Former government officials and environmental groups have expressed doubt that drilling in the refuge can meet Republicans' expectations of raising $1 billion for the government over 10 years, with oil prices hovering around $50 a barrel and steep competition from natural gas in the nation's shale regions.
“This bill would give away Arctic Refuge oil to China and other countries hungry for exports,” said Adam Kolton, executive director of the Alaska Wilderness League, in a statement Wednesday night. “It would allow roads, pipelines, gravel mines and well pads to be erected across the entire birthing grounds of the Coastal Plain, where caribou calve and where polar bear mothers den. Nothing in this bill can magically make these fantastical revenue assumptions materialize.”
Murkowski, in introducing the bill Wednesday, said the Congressional Budget Office estimates the legislation will raise $1.092 billion over the 10-year budget window. Between royalties and federal income taxes, she said, energy development would “raise substantially greater revenues.”

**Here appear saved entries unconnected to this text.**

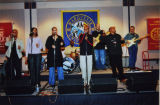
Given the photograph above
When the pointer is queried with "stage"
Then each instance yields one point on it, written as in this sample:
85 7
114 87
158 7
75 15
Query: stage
50 96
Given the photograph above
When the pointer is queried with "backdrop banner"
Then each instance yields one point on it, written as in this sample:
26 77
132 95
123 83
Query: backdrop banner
73 21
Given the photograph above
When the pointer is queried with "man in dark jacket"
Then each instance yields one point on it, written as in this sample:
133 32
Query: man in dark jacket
54 44
114 41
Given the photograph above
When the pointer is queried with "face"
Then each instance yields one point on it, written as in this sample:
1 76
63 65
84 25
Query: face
132 30
54 31
97 26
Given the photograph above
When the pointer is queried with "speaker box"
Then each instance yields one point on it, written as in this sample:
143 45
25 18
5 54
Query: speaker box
103 85
141 83
69 86
13 87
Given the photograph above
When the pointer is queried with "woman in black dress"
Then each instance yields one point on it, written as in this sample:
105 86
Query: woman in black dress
54 44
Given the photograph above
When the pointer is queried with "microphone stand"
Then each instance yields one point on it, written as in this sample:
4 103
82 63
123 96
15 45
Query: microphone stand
54 58
11 57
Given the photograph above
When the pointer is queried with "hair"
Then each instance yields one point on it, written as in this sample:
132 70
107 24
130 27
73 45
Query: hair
31 34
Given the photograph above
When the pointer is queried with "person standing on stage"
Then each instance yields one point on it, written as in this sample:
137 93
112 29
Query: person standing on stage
86 48
14 56
71 51
132 49
114 41
33 56
54 44
99 48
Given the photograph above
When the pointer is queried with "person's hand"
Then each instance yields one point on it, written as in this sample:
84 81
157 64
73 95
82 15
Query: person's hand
37 45
86 37
53 46
19 47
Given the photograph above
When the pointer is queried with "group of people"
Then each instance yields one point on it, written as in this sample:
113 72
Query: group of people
88 43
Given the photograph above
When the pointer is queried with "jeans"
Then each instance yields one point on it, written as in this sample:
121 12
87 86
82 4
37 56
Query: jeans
132 56
100 60
52 74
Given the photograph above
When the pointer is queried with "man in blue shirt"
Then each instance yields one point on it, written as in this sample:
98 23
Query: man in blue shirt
132 49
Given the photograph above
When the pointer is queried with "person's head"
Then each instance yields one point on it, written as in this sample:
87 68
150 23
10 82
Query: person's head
104 34
34 31
132 29
97 26
54 31
112 30
72 43
14 33
86 28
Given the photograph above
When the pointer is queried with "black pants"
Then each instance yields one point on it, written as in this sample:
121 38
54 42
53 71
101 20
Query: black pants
13 68
34 63
116 63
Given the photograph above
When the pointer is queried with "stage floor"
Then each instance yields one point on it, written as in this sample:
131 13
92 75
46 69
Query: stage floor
46 90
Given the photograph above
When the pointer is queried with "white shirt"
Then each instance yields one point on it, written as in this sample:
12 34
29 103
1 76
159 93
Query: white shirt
33 49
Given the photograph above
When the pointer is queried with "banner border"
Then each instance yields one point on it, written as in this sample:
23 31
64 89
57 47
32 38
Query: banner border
62 11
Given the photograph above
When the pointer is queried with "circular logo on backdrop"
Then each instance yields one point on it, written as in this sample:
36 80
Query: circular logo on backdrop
155 34
74 26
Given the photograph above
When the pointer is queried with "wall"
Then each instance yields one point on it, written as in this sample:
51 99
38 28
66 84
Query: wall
47 18
141 15
48 14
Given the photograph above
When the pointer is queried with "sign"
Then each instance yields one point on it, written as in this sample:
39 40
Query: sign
73 21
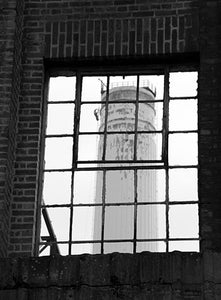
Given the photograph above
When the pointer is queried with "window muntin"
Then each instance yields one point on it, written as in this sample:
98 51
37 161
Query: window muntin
81 176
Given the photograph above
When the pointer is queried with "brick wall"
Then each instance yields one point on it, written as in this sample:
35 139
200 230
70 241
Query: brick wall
143 276
10 67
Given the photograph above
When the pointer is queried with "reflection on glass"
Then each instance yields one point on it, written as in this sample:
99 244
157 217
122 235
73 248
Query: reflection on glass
183 115
151 222
150 246
58 153
151 185
90 118
119 222
187 246
86 188
57 188
60 119
183 84
183 185
183 221
183 149
62 88
125 247
117 186
155 83
93 87
88 147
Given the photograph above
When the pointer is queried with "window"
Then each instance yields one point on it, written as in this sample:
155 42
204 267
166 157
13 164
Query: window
120 162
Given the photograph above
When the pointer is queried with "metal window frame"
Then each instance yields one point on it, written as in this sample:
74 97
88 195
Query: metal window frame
159 164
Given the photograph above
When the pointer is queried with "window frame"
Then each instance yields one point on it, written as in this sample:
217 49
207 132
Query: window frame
80 72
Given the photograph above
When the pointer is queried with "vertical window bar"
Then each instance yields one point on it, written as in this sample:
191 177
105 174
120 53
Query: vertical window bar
103 211
165 148
106 116
75 150
103 158
135 158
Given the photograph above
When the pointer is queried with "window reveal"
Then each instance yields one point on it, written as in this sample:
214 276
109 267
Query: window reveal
120 170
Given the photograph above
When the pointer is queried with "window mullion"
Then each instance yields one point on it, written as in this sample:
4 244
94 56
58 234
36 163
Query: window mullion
75 150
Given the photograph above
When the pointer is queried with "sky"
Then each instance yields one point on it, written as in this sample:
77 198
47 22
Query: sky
182 150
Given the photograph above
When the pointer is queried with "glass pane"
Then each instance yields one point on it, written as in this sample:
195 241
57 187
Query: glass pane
119 186
93 88
183 149
119 222
150 116
121 117
149 146
62 88
183 84
151 246
57 188
120 146
118 247
183 184
123 88
90 118
187 246
58 153
90 147
60 119
184 221
151 222
93 182
82 249
151 185
60 222
183 115
153 84
83 222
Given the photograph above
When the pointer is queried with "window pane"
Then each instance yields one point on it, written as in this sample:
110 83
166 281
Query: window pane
121 117
118 247
58 153
149 146
93 87
120 146
183 149
151 185
151 246
184 246
90 118
57 188
88 147
155 83
60 222
119 222
183 221
62 88
83 248
183 115
60 119
83 218
93 182
183 185
119 186
151 221
183 84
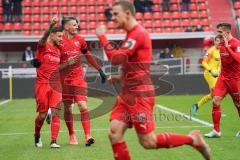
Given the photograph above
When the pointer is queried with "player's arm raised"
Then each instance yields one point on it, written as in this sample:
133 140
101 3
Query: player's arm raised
116 55
46 34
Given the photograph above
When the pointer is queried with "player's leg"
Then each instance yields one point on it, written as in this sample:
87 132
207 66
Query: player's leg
85 121
171 140
39 120
116 137
68 117
205 99
219 93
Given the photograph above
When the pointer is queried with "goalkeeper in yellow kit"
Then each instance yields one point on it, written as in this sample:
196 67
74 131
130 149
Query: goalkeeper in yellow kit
211 63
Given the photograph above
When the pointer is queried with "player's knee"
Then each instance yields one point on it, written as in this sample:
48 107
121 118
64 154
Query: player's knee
217 100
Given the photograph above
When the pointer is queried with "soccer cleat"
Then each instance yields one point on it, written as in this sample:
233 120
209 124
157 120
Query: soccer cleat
89 141
194 109
38 142
213 134
48 118
73 139
54 144
200 145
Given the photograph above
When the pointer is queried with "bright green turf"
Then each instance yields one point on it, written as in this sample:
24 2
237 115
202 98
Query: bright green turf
18 116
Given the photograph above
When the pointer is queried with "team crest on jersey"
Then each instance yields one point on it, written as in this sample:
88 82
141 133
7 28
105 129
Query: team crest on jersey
77 44
129 44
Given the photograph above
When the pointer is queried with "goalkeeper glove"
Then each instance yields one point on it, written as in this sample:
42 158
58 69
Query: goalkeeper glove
36 63
102 75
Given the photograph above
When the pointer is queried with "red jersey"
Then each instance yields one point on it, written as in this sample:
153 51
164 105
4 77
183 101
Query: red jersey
49 57
135 56
71 48
230 67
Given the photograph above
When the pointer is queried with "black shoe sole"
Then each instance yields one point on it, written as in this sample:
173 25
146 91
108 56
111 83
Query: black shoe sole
90 142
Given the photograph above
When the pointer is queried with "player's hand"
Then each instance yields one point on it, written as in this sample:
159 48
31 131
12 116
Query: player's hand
101 30
103 76
214 73
54 20
113 79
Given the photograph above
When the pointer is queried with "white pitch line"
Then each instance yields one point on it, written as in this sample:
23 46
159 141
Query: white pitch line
3 102
96 130
184 115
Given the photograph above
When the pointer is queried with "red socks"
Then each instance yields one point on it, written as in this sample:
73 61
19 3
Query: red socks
68 117
169 140
216 116
85 119
38 125
55 126
120 151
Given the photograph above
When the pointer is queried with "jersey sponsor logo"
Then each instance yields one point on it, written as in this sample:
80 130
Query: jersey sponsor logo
129 44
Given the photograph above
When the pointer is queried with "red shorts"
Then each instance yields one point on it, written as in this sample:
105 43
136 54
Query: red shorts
75 91
46 97
139 115
230 86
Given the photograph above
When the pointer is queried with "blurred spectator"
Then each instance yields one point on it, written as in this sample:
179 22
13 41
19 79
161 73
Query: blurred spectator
17 10
166 5
185 5
188 29
166 54
108 12
28 54
7 5
143 5
199 28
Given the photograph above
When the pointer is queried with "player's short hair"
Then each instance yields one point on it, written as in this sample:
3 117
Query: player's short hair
226 26
126 6
66 19
57 29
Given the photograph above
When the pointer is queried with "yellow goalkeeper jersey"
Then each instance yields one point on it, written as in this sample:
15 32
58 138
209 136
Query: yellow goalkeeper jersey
211 60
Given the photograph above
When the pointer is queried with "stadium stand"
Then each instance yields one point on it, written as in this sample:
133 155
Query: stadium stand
36 13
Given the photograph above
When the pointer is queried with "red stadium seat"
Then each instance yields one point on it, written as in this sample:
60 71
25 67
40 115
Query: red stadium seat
147 15
167 23
46 18
186 23
27 26
166 15
158 23
174 7
27 10
237 5
156 15
185 15
193 7
202 6
37 18
27 3
195 22
176 23
17 26
139 16
83 9
27 18
36 10
205 22
194 14
8 26
156 8
176 15
204 14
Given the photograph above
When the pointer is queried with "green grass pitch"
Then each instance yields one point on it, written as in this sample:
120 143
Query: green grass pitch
17 126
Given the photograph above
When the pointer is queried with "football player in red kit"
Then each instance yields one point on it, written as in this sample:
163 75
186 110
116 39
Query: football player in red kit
134 105
47 61
74 84
229 78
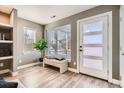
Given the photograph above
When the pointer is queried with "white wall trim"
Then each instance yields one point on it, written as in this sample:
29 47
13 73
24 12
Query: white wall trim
114 81
29 65
109 14
4 71
72 69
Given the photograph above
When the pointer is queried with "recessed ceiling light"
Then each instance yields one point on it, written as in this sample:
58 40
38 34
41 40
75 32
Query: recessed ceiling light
53 16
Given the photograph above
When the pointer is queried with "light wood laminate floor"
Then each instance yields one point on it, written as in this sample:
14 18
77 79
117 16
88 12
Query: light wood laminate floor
37 77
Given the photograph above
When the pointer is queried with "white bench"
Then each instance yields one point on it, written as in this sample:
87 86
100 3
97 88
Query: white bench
63 65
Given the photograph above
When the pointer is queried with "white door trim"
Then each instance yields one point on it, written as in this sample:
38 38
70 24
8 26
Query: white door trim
109 14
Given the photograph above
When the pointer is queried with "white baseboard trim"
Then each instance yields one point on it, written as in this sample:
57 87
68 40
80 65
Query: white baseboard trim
29 65
4 71
72 69
14 73
114 81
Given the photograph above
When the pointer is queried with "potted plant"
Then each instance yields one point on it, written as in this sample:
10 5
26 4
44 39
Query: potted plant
40 45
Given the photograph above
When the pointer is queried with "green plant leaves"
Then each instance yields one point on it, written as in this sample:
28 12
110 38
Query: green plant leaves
40 44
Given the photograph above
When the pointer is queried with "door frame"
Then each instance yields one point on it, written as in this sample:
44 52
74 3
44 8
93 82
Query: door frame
109 45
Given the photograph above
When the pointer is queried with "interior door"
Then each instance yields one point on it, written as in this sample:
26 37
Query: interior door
93 47
122 45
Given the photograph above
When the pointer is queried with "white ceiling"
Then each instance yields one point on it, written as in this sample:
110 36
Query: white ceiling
42 13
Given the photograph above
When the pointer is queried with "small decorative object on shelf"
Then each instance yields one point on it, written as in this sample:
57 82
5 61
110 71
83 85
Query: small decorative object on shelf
40 45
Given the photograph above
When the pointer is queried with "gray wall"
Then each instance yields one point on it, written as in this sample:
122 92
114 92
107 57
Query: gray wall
91 12
21 23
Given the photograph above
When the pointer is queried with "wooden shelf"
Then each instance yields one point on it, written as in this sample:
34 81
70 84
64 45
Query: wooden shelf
5 25
6 41
7 57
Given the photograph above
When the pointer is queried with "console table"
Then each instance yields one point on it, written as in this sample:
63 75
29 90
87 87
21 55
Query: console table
63 64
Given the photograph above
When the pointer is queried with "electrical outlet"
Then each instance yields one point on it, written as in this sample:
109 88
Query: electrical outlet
20 61
1 64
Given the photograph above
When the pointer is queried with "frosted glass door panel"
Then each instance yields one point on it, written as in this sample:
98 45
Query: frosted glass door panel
93 27
93 64
93 51
93 39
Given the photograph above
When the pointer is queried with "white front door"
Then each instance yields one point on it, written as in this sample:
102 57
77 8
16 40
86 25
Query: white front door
93 46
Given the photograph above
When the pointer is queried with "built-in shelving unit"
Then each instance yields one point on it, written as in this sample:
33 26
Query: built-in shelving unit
7 40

The legislation calls for the first lease sales for drilling in the refuge to occur within four years. It would split in half revenues raised from energy development between Alaska's state government and the federal government.
Alaskan politicians are especially eager to tap the refuge because oil production in the state has fallen from more than two million barrels per day in the late 1980s to under a half-million barrels per day — a big deal in a state whose government provides residents an annual check from oil revenue.